A recommendation system has 5M items. Candidate generation returns 500 items. The scoring model takes 0.5ms to score a single item. (a) If items are scored sequentially, what is the scoring latency? (b) If all 500 items are batched into a single model call that takes 50ms, what is the total recommendation latency? (c) What AT code describes the tradeoff between batch size and latency?
A feature store records user’s last 10 interactions with TTL of 24 hours.
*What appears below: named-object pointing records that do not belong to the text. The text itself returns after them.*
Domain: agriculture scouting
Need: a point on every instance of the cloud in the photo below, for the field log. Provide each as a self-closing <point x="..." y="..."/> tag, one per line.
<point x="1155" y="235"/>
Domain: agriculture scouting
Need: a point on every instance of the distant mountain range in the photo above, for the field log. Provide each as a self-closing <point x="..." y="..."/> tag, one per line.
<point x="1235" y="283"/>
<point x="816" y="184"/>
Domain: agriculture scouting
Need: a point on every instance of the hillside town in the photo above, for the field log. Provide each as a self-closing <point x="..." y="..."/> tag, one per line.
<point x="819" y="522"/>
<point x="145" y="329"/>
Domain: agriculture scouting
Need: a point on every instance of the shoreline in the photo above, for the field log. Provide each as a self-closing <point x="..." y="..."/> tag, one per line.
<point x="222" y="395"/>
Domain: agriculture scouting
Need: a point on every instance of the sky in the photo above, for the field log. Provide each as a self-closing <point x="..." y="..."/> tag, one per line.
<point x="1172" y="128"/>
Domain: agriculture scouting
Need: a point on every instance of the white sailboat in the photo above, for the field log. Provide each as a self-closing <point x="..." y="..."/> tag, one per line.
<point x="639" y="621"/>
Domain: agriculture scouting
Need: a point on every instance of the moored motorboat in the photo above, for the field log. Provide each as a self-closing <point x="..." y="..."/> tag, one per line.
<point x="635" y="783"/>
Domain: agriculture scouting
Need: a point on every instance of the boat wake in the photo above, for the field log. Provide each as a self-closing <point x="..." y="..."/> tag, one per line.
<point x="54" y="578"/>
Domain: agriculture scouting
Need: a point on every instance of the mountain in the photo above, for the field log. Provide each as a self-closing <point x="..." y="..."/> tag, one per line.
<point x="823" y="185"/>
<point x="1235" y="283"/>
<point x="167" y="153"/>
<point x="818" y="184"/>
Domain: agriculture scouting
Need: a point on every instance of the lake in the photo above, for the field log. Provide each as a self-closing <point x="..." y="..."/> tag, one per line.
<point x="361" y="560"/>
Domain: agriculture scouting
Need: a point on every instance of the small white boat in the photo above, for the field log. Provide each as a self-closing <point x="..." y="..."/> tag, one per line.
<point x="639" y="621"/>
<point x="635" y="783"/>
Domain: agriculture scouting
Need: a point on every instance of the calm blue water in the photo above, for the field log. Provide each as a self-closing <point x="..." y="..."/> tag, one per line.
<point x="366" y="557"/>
A user interacts with a product, then immediately refreshes recommendations. (a) How fresh is the interaction feature? (b) If the feature is in the offline store with a 6-hour update pipeline, what FM code describes the staleness? (c) What store type and pipeline would you use to serve sub-second freshness?
A complete answer will: (1) design a three-stage pipeline — candidate generation (ANN retrieval from user embedding against 60M track embeddings, retrieving top-1000 candidates per playlist), scoring (a ranking model applied to candidates using user history features and track metadata), and re-ranking (diversity injection to ensure new discoveries meet a stated fraction of each playlist, e.g., 20% new tracks) — with a concrete 4-hour budget estimate across 50M users showing the pipeline must parallelise across a compute cluster, (2) name FM4 (stale data / training-serving skew) and identify its specific form here: the training data distribution differs from serving distribution because the model trained on historical plays, which are biased toward tracks that were already popular — the mitigation is logging exploration plays separately and retraining on a debiased dataset using inverse propensity scoring, (3) describe the feedback loop and its degradation signal: if the model is retrained on its own recommendations, it amplifies whatever genres it initially surfaced, narrowing diversity over time — detectable by tracking the entropy of genre distribution in generated playlists across weekly model retraining cycles, and (4) propose a concrete discovery mechanism with its AT9 tradeoff: injecting tracks from underexplored genres at re-ranking improves discovery but degrades short-term engagement (measured by skip rate) — the answer must state an explicit exploration rate and how it is tuned against engagement metrics.